In December 2014, the month of her 27th birthday, Manning wrote an op-ed in the Guardian (she had previously been published in that newspaper, and in the New York Times), about her identity and the violations of her rights as a trans person. She wrote of “unfinished business when it comes to protecting civil rights for many people,” from immigration reform to police brutality and racism to rampant discrimination faced by people like her. “We’re banned from serving our country in the armed services unless we serve as trans people in secret, as I did,” she wrote. She argued for self-recognition, the “absolute and inalienable right to define ourselves.”
Chase Strangio, an ACLU Staff Attorney who represents Manning in her gender dysphoria case, told me that in Fort Leavenworth, Manning is not allowed to browse the web. But she consults print news, remains “a voracious reader,” and has access to new gender theory texts, too.
Manning’s relationship with the Guardian is one kind of recognition. (The Guardian, which won the Pulitzer Prize for its coverage of the N.S.A.’s mass surveillance program—revealed by Edward Snowden—has a special relationship with leaks.) She will not be paid for her contributions. Strangio said that she believes this is by choice.

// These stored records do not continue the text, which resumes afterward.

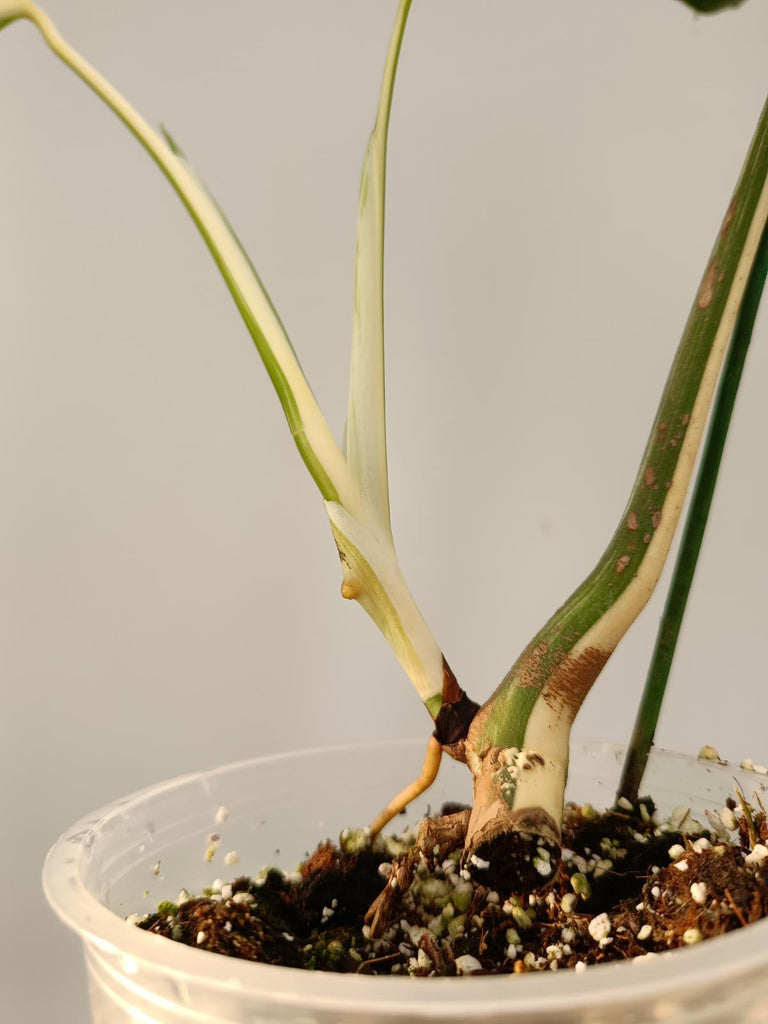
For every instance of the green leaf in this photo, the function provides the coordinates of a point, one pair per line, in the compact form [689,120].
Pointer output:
[546,686]
[310,431]
[366,429]
[373,578]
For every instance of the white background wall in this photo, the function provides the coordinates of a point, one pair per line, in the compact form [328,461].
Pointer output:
[168,584]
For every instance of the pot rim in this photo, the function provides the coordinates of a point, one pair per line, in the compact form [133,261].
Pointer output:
[742,950]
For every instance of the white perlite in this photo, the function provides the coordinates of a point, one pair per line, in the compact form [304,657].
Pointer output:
[467,965]
[758,855]
[599,927]
[698,893]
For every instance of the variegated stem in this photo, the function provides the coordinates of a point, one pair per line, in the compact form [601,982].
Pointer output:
[530,714]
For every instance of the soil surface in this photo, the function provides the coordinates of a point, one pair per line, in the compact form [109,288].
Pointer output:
[627,886]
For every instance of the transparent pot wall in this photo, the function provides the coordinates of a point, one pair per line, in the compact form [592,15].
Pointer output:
[104,868]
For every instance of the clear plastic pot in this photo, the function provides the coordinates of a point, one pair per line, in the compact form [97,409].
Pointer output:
[279,807]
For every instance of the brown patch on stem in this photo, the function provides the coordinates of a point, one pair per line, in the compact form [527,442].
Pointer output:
[728,218]
[452,691]
[455,717]
[572,680]
[707,289]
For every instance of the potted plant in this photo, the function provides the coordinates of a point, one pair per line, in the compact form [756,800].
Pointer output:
[532,710]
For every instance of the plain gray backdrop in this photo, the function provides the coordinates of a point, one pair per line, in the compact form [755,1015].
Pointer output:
[168,582]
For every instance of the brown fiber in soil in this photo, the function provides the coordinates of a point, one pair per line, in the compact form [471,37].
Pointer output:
[434,916]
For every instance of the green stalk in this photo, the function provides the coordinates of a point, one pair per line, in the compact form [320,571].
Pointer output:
[695,524]
[517,744]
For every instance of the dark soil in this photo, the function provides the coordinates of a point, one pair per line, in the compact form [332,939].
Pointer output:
[626,887]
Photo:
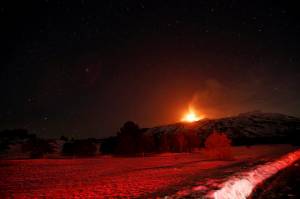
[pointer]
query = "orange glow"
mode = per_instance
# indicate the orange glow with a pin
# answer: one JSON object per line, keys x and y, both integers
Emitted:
{"x": 191, "y": 116}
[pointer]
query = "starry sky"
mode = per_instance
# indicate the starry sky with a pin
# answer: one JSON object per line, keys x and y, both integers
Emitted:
{"x": 83, "y": 68}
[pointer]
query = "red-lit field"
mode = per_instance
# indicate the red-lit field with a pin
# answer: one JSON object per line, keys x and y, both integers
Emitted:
{"x": 161, "y": 175}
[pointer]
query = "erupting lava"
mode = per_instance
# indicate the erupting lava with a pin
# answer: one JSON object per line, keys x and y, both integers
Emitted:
{"x": 191, "y": 116}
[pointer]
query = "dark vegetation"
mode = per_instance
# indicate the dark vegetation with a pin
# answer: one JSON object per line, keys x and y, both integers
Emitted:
{"x": 80, "y": 148}
{"x": 216, "y": 137}
{"x": 132, "y": 140}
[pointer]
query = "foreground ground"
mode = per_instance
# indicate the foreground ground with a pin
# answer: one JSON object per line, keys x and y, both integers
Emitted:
{"x": 286, "y": 184}
{"x": 161, "y": 175}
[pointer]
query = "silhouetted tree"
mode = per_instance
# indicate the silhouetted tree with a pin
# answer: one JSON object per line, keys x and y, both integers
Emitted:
{"x": 218, "y": 146}
{"x": 80, "y": 148}
{"x": 109, "y": 145}
{"x": 37, "y": 147}
{"x": 128, "y": 138}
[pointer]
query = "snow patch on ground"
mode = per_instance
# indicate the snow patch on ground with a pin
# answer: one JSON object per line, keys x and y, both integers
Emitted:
{"x": 241, "y": 185}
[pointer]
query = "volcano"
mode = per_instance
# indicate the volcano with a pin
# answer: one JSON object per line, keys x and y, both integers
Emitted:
{"x": 244, "y": 129}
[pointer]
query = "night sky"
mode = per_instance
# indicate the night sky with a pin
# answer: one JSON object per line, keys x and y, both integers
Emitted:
{"x": 83, "y": 68}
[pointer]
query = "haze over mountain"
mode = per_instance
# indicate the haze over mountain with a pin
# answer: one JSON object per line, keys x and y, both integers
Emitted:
{"x": 246, "y": 128}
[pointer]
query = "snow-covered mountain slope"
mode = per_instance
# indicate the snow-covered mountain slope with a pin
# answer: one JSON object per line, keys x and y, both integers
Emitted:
{"x": 244, "y": 128}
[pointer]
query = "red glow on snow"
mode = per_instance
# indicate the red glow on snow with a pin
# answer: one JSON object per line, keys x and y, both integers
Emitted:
{"x": 242, "y": 184}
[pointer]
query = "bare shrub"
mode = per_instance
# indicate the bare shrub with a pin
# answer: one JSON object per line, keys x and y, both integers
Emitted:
{"x": 218, "y": 146}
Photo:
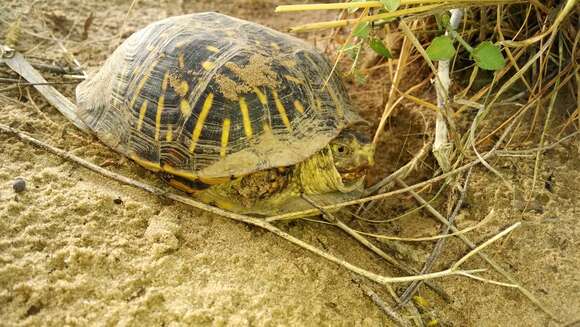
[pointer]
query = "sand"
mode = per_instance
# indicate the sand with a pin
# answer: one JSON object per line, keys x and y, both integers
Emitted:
{"x": 78, "y": 249}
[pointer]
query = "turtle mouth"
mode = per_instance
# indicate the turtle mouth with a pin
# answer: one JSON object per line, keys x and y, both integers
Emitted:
{"x": 351, "y": 183}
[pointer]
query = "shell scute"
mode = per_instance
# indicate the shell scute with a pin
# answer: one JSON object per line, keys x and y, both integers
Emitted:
{"x": 271, "y": 103}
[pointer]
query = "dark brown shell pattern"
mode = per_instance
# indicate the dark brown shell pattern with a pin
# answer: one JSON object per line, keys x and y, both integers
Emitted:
{"x": 208, "y": 96}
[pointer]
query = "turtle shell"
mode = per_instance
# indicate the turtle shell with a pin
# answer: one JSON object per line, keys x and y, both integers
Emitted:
{"x": 207, "y": 97}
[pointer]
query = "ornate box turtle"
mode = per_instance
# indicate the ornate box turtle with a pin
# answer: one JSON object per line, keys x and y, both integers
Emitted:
{"x": 235, "y": 113}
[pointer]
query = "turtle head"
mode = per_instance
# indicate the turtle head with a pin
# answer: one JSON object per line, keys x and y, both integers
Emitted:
{"x": 353, "y": 154}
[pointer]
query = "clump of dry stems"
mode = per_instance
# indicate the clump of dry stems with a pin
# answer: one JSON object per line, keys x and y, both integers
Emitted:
{"x": 539, "y": 40}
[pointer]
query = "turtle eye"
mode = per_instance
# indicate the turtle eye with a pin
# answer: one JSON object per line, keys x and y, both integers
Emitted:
{"x": 341, "y": 149}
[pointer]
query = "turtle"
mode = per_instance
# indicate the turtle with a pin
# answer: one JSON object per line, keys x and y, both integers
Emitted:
{"x": 236, "y": 114}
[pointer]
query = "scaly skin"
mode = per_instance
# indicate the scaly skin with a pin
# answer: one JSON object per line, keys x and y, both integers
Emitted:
{"x": 278, "y": 190}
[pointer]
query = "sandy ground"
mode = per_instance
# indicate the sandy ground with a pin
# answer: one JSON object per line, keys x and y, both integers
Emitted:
{"x": 79, "y": 249}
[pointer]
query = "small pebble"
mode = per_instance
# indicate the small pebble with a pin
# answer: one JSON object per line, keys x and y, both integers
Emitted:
{"x": 19, "y": 185}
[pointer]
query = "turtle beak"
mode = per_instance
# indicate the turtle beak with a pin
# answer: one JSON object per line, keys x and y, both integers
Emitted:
{"x": 367, "y": 156}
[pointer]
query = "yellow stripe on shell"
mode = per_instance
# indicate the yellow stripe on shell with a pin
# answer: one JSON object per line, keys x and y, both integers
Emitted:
{"x": 160, "y": 105}
{"x": 141, "y": 84}
{"x": 261, "y": 96}
{"x": 298, "y": 106}
{"x": 246, "y": 118}
{"x": 181, "y": 60}
{"x": 293, "y": 79}
{"x": 142, "y": 113}
{"x": 281, "y": 110}
{"x": 185, "y": 108}
{"x": 212, "y": 48}
{"x": 200, "y": 121}
{"x": 169, "y": 134}
{"x": 208, "y": 65}
{"x": 225, "y": 137}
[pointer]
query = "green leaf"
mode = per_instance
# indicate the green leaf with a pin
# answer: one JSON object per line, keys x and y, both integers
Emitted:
{"x": 488, "y": 56}
{"x": 359, "y": 78}
{"x": 362, "y": 30}
{"x": 391, "y": 5}
{"x": 350, "y": 50}
{"x": 353, "y": 10}
{"x": 445, "y": 20}
{"x": 441, "y": 48}
{"x": 378, "y": 46}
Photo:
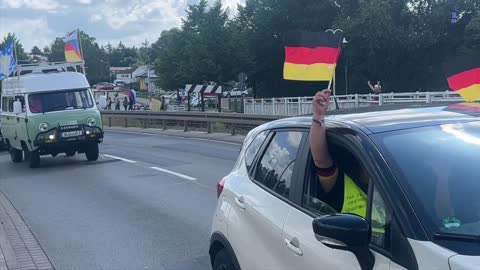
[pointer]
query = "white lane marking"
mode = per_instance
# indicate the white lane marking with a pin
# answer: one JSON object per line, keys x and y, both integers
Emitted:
{"x": 119, "y": 158}
{"x": 189, "y": 178}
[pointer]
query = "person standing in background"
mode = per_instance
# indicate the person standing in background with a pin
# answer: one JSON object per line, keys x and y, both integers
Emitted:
{"x": 116, "y": 100}
{"x": 125, "y": 103}
{"x": 377, "y": 88}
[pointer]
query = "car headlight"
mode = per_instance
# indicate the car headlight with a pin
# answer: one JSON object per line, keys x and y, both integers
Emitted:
{"x": 43, "y": 127}
{"x": 91, "y": 122}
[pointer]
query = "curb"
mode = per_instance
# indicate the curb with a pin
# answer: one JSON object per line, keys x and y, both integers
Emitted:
{"x": 198, "y": 135}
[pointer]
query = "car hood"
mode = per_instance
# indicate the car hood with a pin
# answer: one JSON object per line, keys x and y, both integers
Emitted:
{"x": 462, "y": 262}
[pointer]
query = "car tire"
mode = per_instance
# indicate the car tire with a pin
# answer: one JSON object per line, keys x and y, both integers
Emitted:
{"x": 16, "y": 155}
{"x": 91, "y": 152}
{"x": 223, "y": 261}
{"x": 34, "y": 159}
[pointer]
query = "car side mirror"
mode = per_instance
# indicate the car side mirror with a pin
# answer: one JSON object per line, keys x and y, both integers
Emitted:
{"x": 346, "y": 232}
{"x": 17, "y": 107}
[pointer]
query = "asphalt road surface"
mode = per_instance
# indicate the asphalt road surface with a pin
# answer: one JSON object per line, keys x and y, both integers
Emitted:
{"x": 146, "y": 204}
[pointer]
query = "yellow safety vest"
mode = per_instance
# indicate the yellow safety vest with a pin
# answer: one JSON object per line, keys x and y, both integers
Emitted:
{"x": 355, "y": 202}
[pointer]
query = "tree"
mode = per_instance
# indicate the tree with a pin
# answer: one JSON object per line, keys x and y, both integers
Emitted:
{"x": 20, "y": 54}
{"x": 36, "y": 51}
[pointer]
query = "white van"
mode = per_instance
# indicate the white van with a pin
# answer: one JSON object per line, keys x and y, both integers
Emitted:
{"x": 48, "y": 109}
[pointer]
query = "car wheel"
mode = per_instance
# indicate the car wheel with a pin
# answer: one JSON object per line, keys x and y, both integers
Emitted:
{"x": 15, "y": 154}
{"x": 91, "y": 152}
{"x": 223, "y": 261}
{"x": 34, "y": 159}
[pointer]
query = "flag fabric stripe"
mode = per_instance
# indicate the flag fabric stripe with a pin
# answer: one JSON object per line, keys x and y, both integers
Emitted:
{"x": 311, "y": 39}
{"x": 308, "y": 56}
{"x": 470, "y": 93}
{"x": 461, "y": 64}
{"x": 464, "y": 79}
{"x": 466, "y": 107}
{"x": 314, "y": 72}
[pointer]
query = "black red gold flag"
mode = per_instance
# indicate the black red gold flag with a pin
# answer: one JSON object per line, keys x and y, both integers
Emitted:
{"x": 463, "y": 75}
{"x": 311, "y": 56}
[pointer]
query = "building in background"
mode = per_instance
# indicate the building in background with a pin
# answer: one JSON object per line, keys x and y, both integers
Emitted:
{"x": 123, "y": 74}
{"x": 146, "y": 78}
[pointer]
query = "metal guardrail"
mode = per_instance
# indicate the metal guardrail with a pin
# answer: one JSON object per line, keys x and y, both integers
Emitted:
{"x": 292, "y": 106}
{"x": 187, "y": 120}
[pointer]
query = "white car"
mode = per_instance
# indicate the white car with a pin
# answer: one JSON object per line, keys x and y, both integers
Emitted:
{"x": 423, "y": 181}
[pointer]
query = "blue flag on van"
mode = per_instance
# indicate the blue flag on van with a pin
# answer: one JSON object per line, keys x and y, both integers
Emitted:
{"x": 7, "y": 61}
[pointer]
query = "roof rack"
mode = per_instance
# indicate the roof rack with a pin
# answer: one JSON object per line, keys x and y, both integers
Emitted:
{"x": 43, "y": 66}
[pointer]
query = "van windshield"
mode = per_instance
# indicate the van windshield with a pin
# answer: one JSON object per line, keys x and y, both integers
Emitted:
{"x": 59, "y": 101}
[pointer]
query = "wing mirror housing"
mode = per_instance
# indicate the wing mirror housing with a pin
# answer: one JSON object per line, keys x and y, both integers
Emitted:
{"x": 346, "y": 232}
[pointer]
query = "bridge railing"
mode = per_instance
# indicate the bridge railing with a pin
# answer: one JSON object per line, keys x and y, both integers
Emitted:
{"x": 186, "y": 121}
{"x": 292, "y": 106}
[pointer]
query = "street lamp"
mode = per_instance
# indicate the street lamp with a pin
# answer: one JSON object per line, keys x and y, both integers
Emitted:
{"x": 344, "y": 42}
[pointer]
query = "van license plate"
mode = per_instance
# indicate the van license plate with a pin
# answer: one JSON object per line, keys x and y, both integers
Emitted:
{"x": 72, "y": 133}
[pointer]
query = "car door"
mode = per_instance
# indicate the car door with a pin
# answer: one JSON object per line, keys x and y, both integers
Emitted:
{"x": 304, "y": 251}
{"x": 262, "y": 203}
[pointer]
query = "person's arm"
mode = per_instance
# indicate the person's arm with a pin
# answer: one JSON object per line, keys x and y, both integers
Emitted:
{"x": 318, "y": 142}
{"x": 371, "y": 86}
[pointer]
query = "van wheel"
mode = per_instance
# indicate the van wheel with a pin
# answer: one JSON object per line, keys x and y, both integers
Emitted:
{"x": 16, "y": 155}
{"x": 91, "y": 152}
{"x": 223, "y": 261}
{"x": 34, "y": 159}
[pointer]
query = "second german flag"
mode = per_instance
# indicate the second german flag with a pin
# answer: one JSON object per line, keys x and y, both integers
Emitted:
{"x": 463, "y": 75}
{"x": 310, "y": 56}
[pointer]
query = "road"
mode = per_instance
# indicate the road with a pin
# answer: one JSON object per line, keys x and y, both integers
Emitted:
{"x": 146, "y": 204}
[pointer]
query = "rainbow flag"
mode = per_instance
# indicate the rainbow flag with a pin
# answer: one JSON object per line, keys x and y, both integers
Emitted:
{"x": 72, "y": 48}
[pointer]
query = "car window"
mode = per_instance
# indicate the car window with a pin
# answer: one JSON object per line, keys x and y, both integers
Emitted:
{"x": 381, "y": 219}
{"x": 253, "y": 148}
{"x": 275, "y": 167}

The journalist David France sees the agreement with the Guardian as indication that Manning has “kind of figured it out.” France, who directed the documentary film “How to Survive a Plague,” and has corresponded with Manning, told me that Manning can only be visited by people she had named before her imprisonment, not by new friends, lovers, or journalists. She cannot be photographed, cannot give interviews on camera.
“Through the Guardian,” he said, “we can finally get a regular impression of Chelsea now, through her own voice, which is terrific. There’s so much she can tell us, about what her life is like. I think she’s very insightful, I think she’s very a keen observer of life. It’s interesting to start hearing from her now. We’re starting to see Snowden make his appearance. We’re actually starting to hear from these people, which I think is good for the dialogue.”
Strangio, Manning’s attorney, believes that Manning’s “work around trans justice is inextricably tied to her larger critique of the government with foreign policy.” Manning published a new op-ed Monday in which she demands that the CIA be held accountable for torture. On her author page, she is described as “a United States Army intelligence analyst [who] writes for the Guardian in her personal, civil capacity.” Manning’s author photo is a color portrait by Alicia Neal, a Philadelphia artist whoseday job is image-quality editor for a cable service provider. It is, Manning told Amnesty International in December, the closest approximation to “what I might look like if I was allowed to present and express myself the way I see fit, [as] a woman in public.”
Manning announced that she was a transgender woman the day after she received a 35-year sentence. In her statement, she wrote: “I want everyone to know the real me. I am Chelsea Manning. I am a female.” She expressed her hope to begin hormone therapy, and to be referred to in the feminine pronoun.
The government has now granted her that much. Nancy Hollander, the lead counsel in her appeal, sees this as a “only a small step in a long legal fight,” but still “an important victory for Chelsea, who has been mistreated by the government for years.” Strangio said in a statement that this was no trivial thing: “at least the government can no longer attempt to erase Chelsea’s identity by referring to her as male in every legal filing.” Some recognition, some validation, some small ray of sunlight at Leavenworth.